Judges: Devine, Egan, Lynch, Peters, Rose
Filed Date: 7/10/2014
Status: Precedential
Modified Date: 11/1/2024
Appeal from a judgment of the County Court of Schenectady County (Drago, J.), rendered December 20, 2011, convicting defendant upon his plea of guilty of the crime of attempted assault in the second degree.
After an incident at the Schenectady County Jail, defendant was charged with assault in the second degree (two counts) and obstructing governmental administration in the second degree. County Court denied his motion to dismiss the indictment and he then pleaded guilty to attempted assault in the second degree in satisfaction of all charges. Defendant now appeals, arguing that his motion to dismiss the indictment should have been granted based on his claim that the People violated CPL 190.50 (6) by failing to inform the grand jury of his request that certain witnesses be called.
By his plea of guilty, defendant forfeited this argument. “As a rule, a defendant who in open court admits guilt of an offense charged may not later seek review of claims relating to the deprivation of rights that took place before the plea was entered” (People v Hansen, 95 NY2d 227, 230 [2000] [citations omitted]; accord People v Trombley, 91 AD3d 1197, 1201 [2012], lv denied 21 NY3d 914 [2013]).

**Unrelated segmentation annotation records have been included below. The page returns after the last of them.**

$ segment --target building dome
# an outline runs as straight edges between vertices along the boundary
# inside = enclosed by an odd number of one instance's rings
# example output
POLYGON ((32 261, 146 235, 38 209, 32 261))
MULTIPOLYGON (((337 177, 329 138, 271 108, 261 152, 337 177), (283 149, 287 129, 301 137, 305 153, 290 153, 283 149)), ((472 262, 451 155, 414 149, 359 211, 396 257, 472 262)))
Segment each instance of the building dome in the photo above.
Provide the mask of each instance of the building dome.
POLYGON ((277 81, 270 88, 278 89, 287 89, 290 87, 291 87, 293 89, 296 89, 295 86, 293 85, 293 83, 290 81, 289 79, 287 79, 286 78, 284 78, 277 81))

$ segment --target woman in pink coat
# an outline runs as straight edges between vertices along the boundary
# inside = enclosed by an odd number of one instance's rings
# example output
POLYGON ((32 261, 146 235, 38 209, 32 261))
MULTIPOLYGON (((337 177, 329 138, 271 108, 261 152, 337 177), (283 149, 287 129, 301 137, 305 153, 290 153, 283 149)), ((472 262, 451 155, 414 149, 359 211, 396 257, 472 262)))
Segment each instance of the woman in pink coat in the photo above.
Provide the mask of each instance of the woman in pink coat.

As relevant here, a claim “that the District Attorney did not inform the grand jury of defendant’s request to call witnesses to testify on his behalf as required by CPL 190.50 (6) . . . does not activate a question of jurisdiction or constitute a constitutional defect and, thus, does not survive a guilty plea” (People v Moore, 306 AD2d 625, 625 [2003] [internal quotation marks and citations omitted]; see People v Robertson, 279 AD2d 711, 712 [2001], lv denied 96 NY2d 805 [2001]).
Ordered that the judgment is affirmed.
We decline to follow the Fourth Department’s holding to the contrary in People v Rigby (105 AD3d 1383, 1383 [2013], lv denied 21 NY3d 1019 [2013]).